Source Confluence Target Confluence
┌─────────────────────┐ ┌─────────────────────────┐
│ Root page │ ── fetch ──> │ State (JSON) │
│ ├── Section A │ │ ├── source_pages │
│ │ ├── Page 1 │ │ ├── source_tree │
│ │ └── Page 2 │ │ └── id_mapping │
│ ├── Section B │ │ │
│ └── Section C │ ── create ──> │ Target parent page │
│ │ │ ├── Existing content │
│ Attachments: │ │ └── Root page (new) │
│ ├── image1.png │ ─ attachments ─> │ ├── Section A │
│ └── diagram.svg │ │ │ ├── Page 1 │
│ │ │ │ └── Page 2 │
│ Internal links: │ │ ├── Section B │
│ ri:content-id="123" │ ─ rewrite ────> │ └── Section C │
│ href="/spaces/SRC" │ │ (links rewritten) │
└─────────────────────┘ └─────────────────────────┘
- Fetch retrieves everything and stores it locally in the state
- Create builds the page tree on the target (storage format 1:1)
- Attachments copies all files from source to target
- Rewrite updates internal links to point to the target pages
- Restrict locks down the root page so only listed users/groups can see it
- Macros: Confluence-specific macros (expand, code, toc, etc.) are copied as-is.
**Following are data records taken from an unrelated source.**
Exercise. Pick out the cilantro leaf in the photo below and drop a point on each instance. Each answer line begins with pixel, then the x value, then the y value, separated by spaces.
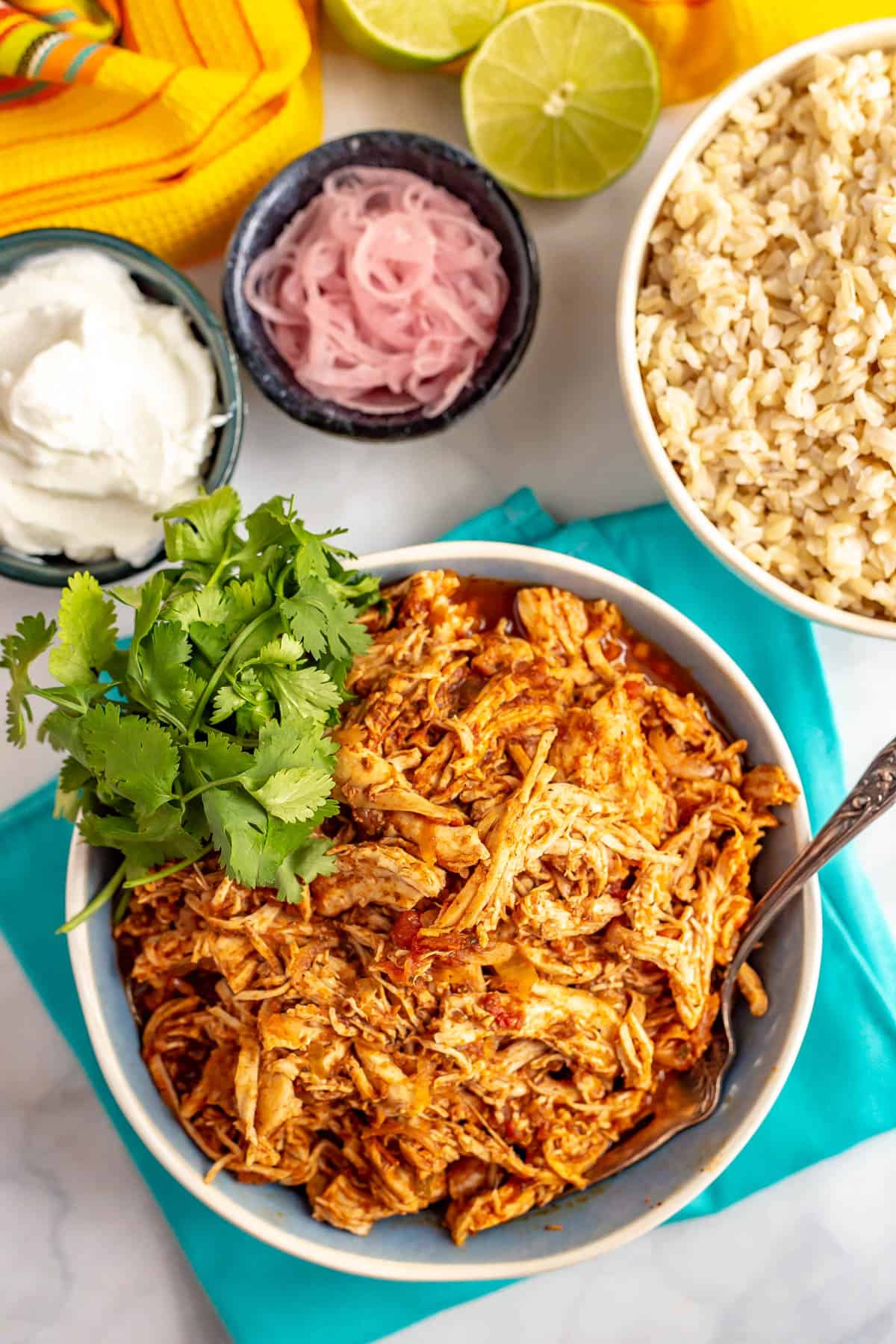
pixel 302 866
pixel 226 702
pixel 202 529
pixel 87 632
pixel 215 759
pixel 281 747
pixel 253 624
pixel 284 650
pixel 33 636
pixel 159 673
pixel 321 621
pixel 134 757
pixel 302 694
pixel 238 827
pixel 294 794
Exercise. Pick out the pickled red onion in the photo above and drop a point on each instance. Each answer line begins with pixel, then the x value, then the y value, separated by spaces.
pixel 383 295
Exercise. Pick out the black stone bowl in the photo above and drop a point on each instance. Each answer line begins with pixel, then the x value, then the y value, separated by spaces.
pixel 292 188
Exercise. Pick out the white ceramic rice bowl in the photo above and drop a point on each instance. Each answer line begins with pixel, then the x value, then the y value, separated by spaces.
pixel 593 1222
pixel 699 134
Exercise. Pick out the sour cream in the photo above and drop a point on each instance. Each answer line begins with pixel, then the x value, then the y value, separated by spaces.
pixel 107 409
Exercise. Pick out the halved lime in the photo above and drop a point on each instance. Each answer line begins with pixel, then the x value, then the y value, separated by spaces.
pixel 561 97
pixel 413 34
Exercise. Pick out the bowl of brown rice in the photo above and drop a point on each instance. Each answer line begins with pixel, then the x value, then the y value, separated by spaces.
pixel 756 327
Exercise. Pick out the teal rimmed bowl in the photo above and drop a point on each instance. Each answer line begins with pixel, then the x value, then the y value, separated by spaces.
pixel 160 281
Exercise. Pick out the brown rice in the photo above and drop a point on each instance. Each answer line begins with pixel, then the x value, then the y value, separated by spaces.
pixel 766 329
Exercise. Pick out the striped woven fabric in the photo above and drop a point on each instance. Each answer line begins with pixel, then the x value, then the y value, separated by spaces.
pixel 156 120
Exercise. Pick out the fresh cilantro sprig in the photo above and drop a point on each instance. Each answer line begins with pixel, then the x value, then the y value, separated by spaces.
pixel 210 732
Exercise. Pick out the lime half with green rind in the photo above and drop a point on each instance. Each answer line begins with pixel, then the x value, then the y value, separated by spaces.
pixel 414 34
pixel 561 97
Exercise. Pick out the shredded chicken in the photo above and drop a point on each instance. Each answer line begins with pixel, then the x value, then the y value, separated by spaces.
pixel 541 866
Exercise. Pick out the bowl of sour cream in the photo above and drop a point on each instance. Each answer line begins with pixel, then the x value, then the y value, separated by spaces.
pixel 120 396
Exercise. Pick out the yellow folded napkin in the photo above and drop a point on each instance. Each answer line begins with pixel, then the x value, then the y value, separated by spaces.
pixel 156 120
pixel 702 43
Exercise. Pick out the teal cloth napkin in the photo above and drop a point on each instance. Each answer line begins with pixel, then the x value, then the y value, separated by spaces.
pixel 841 1090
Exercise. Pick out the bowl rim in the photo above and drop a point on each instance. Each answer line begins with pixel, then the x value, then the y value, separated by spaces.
pixel 257 361
pixel 222 354
pixel 217 1198
pixel 694 140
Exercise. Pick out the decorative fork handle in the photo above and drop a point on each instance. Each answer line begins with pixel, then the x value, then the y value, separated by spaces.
pixel 875 793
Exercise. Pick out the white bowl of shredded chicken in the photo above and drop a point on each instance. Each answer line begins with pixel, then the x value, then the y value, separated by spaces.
pixel 756 327
pixel 558 800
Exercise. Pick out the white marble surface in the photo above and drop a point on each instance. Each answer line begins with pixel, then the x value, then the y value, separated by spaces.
pixel 85 1256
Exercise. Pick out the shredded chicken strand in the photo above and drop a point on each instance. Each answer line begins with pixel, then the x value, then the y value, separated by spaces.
pixel 541 868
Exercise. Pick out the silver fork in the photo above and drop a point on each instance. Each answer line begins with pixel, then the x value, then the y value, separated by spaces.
pixel 692 1097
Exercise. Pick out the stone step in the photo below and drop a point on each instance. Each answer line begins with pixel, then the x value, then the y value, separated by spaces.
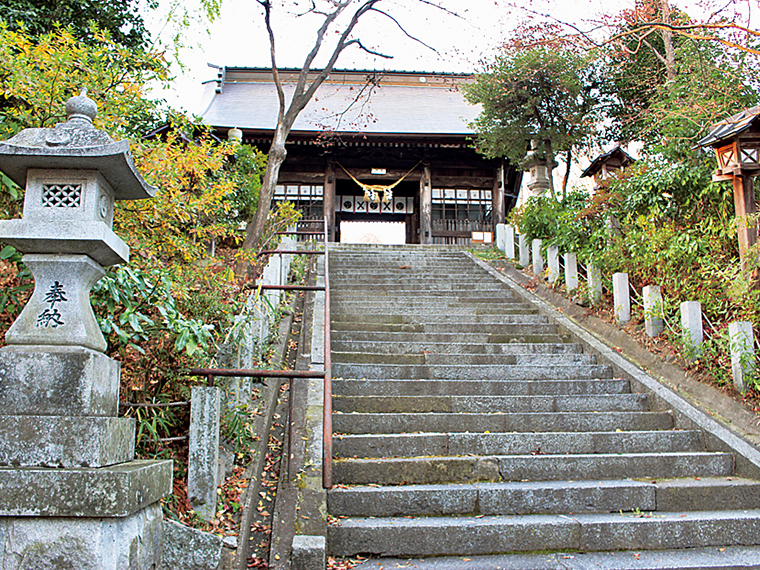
pixel 461 444
pixel 463 359
pixel 410 313
pixel 710 558
pixel 453 388
pixel 491 404
pixel 363 423
pixel 462 536
pixel 483 336
pixel 474 372
pixel 500 468
pixel 387 347
pixel 445 317
pixel 450 328
pixel 547 497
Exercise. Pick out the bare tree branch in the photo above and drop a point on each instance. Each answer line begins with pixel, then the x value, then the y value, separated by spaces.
pixel 400 27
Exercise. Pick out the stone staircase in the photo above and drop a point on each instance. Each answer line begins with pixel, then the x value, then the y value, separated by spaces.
pixel 467 424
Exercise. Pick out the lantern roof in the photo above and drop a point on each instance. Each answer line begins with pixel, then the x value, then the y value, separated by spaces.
pixel 78 145
pixel 731 127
This only works if both instances support the same plugins/macros.
- Permissions: Source permissions are not copied. Instead, the restrict phase sets new read restrictions on the root page based on
config.json. All child pages inherit this restriction automatically. - Titles: Page titles are transferred unchanged. If a page with the same title already exists in the target space, the create phase will fail for that page.
- Rate limiting: The script has built-in pauses (0.3-0.5s) between API calls and retry logic for HTTP 429/502/503/504.
- State file: Delete
confluence_sync_state.jsonto start a completely clean sync. Or use--phase deleteto clean up the previous sync first.